# bidding classes?



## Rockyd (Apr 22, 2007)

1.888 NEC-CODE on the phone, tell them what you want, and they can help you out.

Welcome to the forum!


----------



## wire dog (Mar 19, 2011)

i will try that thanks


----------



## Rockyd (Apr 22, 2007)

It's the "other" (MHE) site, and has a lot of good info, plus tons of good writen stuff.


----------



## miller_elex (Jan 25, 2008)

It may be unrelated, but I thought that RS Means book on bidding electrical was interesting...


----------



## HARRY304E (Sep 15, 2010)

miller_elex said:


> It may be unrelated, but I thought that RS Means book on bidding electrical was interesting...

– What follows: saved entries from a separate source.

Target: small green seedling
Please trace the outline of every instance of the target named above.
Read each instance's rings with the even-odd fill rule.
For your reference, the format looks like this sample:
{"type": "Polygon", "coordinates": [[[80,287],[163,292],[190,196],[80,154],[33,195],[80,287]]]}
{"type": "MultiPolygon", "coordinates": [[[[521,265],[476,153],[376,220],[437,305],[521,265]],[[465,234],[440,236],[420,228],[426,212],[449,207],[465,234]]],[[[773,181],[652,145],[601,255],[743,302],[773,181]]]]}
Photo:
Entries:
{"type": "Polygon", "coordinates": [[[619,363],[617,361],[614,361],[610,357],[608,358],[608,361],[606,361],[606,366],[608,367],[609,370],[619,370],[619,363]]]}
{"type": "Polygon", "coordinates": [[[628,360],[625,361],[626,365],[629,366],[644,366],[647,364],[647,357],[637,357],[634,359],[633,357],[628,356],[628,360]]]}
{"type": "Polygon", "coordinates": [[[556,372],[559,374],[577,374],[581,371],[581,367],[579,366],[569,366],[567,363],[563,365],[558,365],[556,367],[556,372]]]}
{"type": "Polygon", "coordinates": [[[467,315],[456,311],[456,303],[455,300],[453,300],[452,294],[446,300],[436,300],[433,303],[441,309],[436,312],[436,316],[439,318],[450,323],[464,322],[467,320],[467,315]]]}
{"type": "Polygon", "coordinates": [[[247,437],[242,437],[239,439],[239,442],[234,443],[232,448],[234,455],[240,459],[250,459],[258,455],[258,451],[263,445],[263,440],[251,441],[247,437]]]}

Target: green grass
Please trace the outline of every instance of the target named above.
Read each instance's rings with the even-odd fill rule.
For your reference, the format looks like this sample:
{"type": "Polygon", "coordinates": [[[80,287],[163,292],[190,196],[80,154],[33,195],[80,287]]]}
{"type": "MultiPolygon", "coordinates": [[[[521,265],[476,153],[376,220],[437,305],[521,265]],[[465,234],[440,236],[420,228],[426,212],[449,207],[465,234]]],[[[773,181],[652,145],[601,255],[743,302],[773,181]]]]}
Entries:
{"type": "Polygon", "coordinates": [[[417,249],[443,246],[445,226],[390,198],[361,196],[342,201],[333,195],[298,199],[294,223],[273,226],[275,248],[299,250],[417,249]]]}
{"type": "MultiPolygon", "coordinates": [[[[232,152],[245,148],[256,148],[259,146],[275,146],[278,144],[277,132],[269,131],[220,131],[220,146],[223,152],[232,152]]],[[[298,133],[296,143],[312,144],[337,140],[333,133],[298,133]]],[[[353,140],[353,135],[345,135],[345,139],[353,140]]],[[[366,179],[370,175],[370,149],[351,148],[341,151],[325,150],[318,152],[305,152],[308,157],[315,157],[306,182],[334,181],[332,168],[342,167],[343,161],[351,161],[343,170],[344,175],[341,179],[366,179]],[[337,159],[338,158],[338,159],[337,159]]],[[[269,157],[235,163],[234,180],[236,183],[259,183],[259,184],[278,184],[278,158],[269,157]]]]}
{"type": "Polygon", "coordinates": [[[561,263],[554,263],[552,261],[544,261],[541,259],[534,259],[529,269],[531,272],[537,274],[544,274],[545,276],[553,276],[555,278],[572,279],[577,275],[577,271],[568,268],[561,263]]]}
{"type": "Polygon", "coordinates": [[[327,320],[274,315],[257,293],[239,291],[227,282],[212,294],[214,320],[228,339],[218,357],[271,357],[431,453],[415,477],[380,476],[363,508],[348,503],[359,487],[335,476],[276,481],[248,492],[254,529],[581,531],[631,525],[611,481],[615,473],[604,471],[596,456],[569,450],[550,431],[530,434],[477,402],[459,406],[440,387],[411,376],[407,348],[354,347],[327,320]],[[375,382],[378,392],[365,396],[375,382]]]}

That is one of the good ones.:thumbsup:


wire dog..Welcome to the forum.....:thumbup:


----------



## brian john (Mar 11, 2007)

wire dog said:


> "pro unioun consulting" me.


 
May I ask, what this class is?


----------



## wire dog (Mar 19, 2011)

pro union consulting is a business class on how start run a ec. google the it and well take you to the web site.

thanks harry glad to be here


----------



## pjmurph2002 (Sep 18, 2009)

NECA has estimating courses. Check with your local branch and see what they may be able to do for you. You might need a NECA member to sign you up for the class.


----------